The August unemployment rate dropped a notch, from 7.4 percent to 7.3 percent, but that was the result of people leaving the work force. Labor force participation in America has dropped to 63.2 percent, the lowest rate since 1978.

It isn’t surprising that government inactivity in Washington is a prominent contributor to the depressed job market. Some members of Congress promise a “whale of a fight” on the budget — a problem that, if unresolved by Sept. 30, could lead to a shutdown of the government.

Federal agencies have operated for much of this year under the spending limits of the sequester, leading to a drop in government jobs that was reflected in the employment report. Sharp lines are drawn between Democrats and Republicans, and between Republicans in the Senate and the House, on raising the national debt limit, an issue that must be addressed by mid-October if the government is to pay its debts.

The Federal Reserve Board will meet this month to decide whether to end “quantitative easing,” the practice that has put $85 billion in newly printed money in the hands of banks every month for years.

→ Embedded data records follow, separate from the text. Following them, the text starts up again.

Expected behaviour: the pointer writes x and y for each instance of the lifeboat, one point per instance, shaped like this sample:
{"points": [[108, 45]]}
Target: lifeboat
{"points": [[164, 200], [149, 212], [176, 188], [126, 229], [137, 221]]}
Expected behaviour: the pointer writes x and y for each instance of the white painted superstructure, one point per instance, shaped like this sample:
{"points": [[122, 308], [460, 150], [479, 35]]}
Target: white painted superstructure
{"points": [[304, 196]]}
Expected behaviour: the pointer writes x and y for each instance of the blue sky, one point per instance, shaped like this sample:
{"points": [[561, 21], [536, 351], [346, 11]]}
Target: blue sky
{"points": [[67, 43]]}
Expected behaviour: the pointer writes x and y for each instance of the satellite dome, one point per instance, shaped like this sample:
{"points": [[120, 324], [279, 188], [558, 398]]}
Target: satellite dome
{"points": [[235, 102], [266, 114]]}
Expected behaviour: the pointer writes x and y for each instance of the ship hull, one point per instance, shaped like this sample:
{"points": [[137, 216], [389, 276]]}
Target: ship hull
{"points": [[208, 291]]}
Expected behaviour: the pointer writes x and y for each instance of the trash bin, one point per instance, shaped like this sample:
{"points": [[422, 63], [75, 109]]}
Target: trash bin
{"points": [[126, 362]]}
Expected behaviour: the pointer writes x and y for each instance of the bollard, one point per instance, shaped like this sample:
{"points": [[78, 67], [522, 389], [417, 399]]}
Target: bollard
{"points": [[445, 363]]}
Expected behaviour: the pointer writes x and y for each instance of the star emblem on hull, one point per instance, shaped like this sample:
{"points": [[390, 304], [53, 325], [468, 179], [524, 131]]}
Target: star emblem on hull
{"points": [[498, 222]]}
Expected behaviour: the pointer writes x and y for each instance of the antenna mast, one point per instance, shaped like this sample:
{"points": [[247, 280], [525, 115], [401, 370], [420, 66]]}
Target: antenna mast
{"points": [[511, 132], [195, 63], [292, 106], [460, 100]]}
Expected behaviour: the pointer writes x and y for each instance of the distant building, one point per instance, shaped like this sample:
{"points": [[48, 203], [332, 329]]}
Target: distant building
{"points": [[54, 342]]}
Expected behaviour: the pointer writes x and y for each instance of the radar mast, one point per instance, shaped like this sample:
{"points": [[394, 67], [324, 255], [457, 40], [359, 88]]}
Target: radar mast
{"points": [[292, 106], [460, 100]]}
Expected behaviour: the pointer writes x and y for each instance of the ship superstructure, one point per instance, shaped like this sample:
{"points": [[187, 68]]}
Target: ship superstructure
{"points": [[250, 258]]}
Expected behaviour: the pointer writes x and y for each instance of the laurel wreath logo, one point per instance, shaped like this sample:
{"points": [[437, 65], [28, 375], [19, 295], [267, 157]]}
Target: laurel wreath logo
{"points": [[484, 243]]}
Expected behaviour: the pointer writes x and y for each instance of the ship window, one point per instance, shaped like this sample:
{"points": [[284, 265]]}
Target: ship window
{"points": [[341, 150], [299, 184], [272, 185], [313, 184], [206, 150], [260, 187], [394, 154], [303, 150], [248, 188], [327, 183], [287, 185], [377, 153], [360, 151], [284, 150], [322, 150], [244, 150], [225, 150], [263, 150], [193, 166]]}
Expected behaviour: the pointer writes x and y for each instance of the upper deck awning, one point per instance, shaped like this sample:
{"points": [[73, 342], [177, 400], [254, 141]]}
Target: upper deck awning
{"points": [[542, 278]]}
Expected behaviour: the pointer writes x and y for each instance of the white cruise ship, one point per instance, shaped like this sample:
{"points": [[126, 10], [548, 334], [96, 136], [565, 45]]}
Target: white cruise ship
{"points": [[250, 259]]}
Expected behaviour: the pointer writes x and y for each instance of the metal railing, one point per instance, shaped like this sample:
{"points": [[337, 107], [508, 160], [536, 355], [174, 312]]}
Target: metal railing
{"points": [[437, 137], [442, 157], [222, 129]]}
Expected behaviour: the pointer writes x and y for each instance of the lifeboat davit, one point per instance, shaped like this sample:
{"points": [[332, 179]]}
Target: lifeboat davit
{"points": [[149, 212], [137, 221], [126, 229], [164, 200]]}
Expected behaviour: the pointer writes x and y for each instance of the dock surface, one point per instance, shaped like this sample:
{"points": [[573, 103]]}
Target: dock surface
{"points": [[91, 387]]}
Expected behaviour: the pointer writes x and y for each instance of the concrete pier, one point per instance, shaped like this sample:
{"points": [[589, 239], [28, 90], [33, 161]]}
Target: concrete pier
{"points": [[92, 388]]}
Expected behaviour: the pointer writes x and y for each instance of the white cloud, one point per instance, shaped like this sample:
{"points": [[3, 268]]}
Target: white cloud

This is another shaky plank in America’s economic picture that contributes to the mediocre job situation.

President Obama and Congress continue to wrangle without success over more-complex problems of fixing the economy, including closing the gap between America’s rich and poor.

So it is no surprise that job creation lags. Why would companies enlarge their work forces while the federal government creates uncertainty?